We will have much stronger screening built into routine care, with better insurance coverage. A woman may either feel a lump herself or have it detected during a regular screening, such as a mammography or MRI. If a lesion is identified, a biopsy will be done at the hospital to determine whether it is benign or malignant.
If it is malignant, key biomarkers such as ER, PR, and HER2 will be tested immediately on the biopsy sample. At this stage, before surgery, there should be a structured patient counselling session. The patient should be clearly informed about the diagnosis, the biomarker status, and the next steps.
If the tumour is early-stage, for example, hormone receptor positive and HER2 negative, prognostic testing can be planned upfront. With the patient’s consent, surgery can be performed to remove the tumour, and the sample can be sent for prognostic testing while the patient is recovering.
By the time the patient returns for a follow-up, typically in two to three weeks, the prognostic test results should be ready. This allows the doctor and patient to have a clear, informed discussion on the next steps in treatment.
This approach removes delays. Today, testing often happens after recovery, which adds time depending on logistics and location. In the future, these steps will be streamlined so that treatment decisions can be made immediately after recovery, based on a complete understanding of tumour biology.
12. Finally, if you had to outline three concrete steps that the government, hospitals, and insurers must take to move from one-size-fits-all chemotherapy to genuinely personalised cancer care, what would those be?
- First, inclusion in treatment guidelines will help build confidence among doctors and support wider adoption. Regulators, clinicians, and patients should all start believing in well-validated, accredited, patented and published Made in India products and support them.

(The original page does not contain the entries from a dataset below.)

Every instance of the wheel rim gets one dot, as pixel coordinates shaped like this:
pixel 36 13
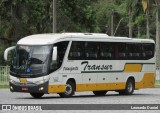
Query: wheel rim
pixel 68 89
pixel 130 87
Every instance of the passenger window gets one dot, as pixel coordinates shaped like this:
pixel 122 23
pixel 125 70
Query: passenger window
pixel 148 51
pixel 61 49
pixel 122 51
pixel 106 51
pixel 76 51
pixel 91 50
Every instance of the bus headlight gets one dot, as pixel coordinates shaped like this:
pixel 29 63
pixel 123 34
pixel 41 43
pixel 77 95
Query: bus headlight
pixel 12 81
pixel 41 81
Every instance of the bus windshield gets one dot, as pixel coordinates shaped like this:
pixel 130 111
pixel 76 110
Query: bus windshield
pixel 30 60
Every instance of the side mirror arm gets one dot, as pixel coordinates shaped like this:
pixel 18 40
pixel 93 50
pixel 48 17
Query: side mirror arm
pixel 7 51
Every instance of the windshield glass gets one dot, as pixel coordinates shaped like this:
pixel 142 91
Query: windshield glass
pixel 30 60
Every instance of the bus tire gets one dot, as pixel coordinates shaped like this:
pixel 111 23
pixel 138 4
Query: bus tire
pixel 36 95
pixel 99 93
pixel 130 86
pixel 70 90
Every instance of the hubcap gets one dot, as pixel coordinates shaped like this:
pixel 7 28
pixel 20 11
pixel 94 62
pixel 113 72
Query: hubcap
pixel 68 89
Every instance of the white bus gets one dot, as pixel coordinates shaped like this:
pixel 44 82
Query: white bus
pixel 72 62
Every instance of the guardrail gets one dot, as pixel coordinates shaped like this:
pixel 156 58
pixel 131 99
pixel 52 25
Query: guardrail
pixel 4 75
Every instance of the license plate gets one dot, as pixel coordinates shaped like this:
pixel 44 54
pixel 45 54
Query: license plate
pixel 24 89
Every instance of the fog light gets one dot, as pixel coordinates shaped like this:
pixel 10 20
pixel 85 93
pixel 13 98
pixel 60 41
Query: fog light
pixel 11 88
pixel 40 89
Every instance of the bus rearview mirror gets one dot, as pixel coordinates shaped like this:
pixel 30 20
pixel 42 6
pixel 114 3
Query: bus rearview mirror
pixel 54 54
pixel 6 52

- Second, prognostic tests need to be integrated into reimbursement frameworks so that patients can access them without financial barriers.

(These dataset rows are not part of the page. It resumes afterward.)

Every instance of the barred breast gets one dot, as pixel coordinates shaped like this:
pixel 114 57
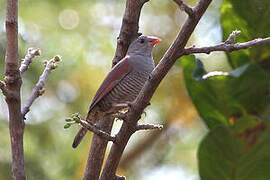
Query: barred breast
pixel 125 91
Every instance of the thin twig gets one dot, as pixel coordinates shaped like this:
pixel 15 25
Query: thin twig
pixel 13 83
pixel 31 53
pixel 4 89
pixel 149 88
pixel 226 47
pixel 96 130
pixel 148 127
pixel 39 88
pixel 185 7
pixel 129 31
pixel 232 37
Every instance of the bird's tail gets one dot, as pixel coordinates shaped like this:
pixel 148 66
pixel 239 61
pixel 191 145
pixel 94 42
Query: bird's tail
pixel 78 138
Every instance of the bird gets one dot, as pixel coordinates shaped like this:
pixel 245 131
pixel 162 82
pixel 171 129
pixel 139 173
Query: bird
pixel 123 83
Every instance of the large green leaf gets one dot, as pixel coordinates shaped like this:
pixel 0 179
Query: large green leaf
pixel 221 96
pixel 236 154
pixel 252 18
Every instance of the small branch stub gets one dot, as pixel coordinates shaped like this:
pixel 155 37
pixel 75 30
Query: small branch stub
pixel 31 53
pixel 39 88
pixel 4 89
pixel 148 127
pixel 232 37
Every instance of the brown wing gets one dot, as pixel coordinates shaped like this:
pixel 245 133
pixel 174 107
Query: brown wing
pixel 118 72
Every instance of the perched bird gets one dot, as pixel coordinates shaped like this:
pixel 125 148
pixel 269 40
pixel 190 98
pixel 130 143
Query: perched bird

- Third, hospitals should incorporate these tests into standard treatment workflows to enable timely decision-making.
Another important aspect is mindset. We need to start by believing in Made in India solutions. This is not just about one test, but about the broader ability of India to build high-quality prognostic tests, diagnostics, and drugs. Unless that belief comes first, it becomes difficult to move forward on adoption, guidelines, and implementation.
Once that foundation is in place, the next step is inclusion in treatment guidelines. When tests are part of standard guidelines, adoption becomes more consistent and doctors are more confident in prescribing them.
The next step is insurance coverage. Whether through public or private schemes, these tests need to be covered so that patients are not burdened with out-of-pocket costs. This removes a major barrier to adoption.
Finally, these tests need to be integrated into hospital workflows. That is when structured counselling and timely decision-making become part of routine care. If hospitals can incorporate these tests into their existing pathology systems, especially through kit-based formats, it becomes easier to manage and scale.